One item to be aware of is that the back of the black Type and Touch covers is much softer than the colored Touch covers. The black covers feel like a cloth material where the colored covers are much firmer and feel like felt over stiff cardboard.

Using the device:

One thing Microsoft has done with the Surface is made it usable in many different situations. It’s a grab and go device but can also be a workhorse when needed.

The limitations of Windows RT do not burden the experience and it’s actually quite useful as long as your productivity is limited to Office and Windows Store applications.

Using the Surface on your lap can be done but it is not as comfortable as using a laptop. The kickstand on your legs keeps you feeling a bit nervous at times as if the device will tumble over at any given moment.

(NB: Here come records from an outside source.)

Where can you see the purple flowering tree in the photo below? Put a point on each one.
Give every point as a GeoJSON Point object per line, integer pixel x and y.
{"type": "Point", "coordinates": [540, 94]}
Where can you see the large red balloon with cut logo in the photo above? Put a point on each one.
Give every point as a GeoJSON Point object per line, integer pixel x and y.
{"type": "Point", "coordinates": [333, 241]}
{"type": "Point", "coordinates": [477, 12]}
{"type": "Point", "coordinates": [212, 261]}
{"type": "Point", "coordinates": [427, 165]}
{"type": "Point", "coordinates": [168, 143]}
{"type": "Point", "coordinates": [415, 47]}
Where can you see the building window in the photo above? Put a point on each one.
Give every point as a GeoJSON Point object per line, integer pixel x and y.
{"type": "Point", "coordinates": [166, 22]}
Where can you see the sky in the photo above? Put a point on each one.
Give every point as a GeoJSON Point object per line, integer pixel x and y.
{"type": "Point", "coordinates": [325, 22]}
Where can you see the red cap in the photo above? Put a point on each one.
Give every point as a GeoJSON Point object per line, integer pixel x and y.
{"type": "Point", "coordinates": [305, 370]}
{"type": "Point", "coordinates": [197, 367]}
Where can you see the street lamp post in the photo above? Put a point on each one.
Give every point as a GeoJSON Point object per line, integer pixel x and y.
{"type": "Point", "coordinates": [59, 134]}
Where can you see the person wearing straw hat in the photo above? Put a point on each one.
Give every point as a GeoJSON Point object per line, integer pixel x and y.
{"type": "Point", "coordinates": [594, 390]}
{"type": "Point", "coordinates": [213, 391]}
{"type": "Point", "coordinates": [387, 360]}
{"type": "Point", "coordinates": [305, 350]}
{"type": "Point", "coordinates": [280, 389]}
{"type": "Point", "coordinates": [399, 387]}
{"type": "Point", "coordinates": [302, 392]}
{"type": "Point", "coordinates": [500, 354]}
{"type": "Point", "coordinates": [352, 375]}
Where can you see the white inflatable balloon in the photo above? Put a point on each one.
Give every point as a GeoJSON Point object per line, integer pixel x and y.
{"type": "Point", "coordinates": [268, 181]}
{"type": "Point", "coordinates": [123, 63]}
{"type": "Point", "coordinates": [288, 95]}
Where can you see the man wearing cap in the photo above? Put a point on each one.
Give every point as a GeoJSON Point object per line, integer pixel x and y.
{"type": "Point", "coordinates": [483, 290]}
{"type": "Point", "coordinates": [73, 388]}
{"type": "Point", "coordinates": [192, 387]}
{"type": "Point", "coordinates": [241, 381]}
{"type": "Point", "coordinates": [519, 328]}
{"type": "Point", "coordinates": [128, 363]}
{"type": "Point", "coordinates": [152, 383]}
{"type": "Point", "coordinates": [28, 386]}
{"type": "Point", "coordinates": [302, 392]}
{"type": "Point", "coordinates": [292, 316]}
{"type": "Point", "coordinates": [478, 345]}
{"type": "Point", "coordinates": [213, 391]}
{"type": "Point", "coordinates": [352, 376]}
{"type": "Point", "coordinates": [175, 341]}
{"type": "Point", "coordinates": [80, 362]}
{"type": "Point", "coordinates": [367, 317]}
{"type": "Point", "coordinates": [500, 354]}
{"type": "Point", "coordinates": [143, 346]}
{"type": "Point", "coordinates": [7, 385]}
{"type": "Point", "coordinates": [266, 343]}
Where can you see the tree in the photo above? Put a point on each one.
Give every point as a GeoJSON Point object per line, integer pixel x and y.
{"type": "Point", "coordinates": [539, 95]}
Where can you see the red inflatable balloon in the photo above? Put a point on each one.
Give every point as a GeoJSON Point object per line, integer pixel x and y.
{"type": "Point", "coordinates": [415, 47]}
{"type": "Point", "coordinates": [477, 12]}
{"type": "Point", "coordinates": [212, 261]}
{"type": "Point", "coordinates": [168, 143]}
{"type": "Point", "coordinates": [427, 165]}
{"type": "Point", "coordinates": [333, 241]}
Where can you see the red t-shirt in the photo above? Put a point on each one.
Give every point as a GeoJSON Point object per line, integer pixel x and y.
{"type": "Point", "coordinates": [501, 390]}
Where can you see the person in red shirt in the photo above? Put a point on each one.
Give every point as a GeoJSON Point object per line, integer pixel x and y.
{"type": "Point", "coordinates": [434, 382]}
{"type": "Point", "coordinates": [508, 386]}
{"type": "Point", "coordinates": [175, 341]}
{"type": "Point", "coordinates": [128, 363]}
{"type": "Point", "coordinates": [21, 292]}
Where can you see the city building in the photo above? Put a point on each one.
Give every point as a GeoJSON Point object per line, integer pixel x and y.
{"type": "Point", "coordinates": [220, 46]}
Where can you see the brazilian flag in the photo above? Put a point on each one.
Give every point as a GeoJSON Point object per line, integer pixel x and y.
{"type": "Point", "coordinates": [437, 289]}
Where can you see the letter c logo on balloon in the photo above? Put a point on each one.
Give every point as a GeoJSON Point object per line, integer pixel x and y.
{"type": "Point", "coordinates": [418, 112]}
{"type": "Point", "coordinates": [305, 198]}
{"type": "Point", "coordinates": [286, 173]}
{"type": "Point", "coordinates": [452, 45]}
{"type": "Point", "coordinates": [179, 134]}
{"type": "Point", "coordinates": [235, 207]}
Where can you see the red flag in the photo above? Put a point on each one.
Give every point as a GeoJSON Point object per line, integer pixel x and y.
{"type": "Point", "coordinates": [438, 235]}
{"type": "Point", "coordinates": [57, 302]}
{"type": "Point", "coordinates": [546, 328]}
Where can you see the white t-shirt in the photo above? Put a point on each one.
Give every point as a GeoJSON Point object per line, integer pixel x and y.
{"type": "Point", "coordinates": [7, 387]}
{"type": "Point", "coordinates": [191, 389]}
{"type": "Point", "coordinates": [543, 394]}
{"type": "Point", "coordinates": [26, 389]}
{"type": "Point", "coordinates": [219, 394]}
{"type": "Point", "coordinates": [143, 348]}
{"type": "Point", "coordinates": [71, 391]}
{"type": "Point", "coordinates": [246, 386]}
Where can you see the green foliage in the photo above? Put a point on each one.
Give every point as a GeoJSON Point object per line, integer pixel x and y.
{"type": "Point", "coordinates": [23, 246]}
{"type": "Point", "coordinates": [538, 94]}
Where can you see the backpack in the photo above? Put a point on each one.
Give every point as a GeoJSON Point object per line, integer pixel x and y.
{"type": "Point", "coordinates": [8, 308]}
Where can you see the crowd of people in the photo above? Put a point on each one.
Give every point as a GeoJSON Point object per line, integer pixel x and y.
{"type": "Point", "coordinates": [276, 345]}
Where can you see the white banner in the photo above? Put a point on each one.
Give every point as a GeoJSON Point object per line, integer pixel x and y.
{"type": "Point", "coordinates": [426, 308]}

But the best part about the Surface, is that you can quickly remove the keyboard and go touch only, and from that perspective, using the tablet on your lap, plane, train or automobile, is an easy affair. Then, when you get to your destination, attach the keyboard, and you are good to go.

Using the tablet in portrait mode is an awkward as the weight distribution becomes uneven as your hands rest in the middle which makes them a pivot point like a teeter-toter. We rarely envision a situation where you would want to use the Surface in portrait mode as it uncomfortable to use. Additionally, when in portrait mode, your thumb lands directly on the Windows key which leads to many accidental clicks. 

We would question if the Surface is a true laptop replacement as it fills out the tablet category nicely but to ditch your laptop for this device is not a choice we would recommend. Is the Surface good? Certainly, but it is not an end-all solution to your computing needs.

Conclusion:

The Microsoft Surface is a story of stunning hardware and mediocre software. The good news here is that the software issues can be fixed with updates but this may not put early adopters at ease.

The Surface hardware is top notch as the VaporMG case is fantastic and the build quality is on par with the best in the industry. The software is where the Surface comes up short but Microsoft knows this and fortunately, Microsoft is an expert at optimization and pushing out software updates. We fully expect Microsoft to mend any performance issues in the near future and when they do, we highly recommend the Surface to anyone, without hesitation.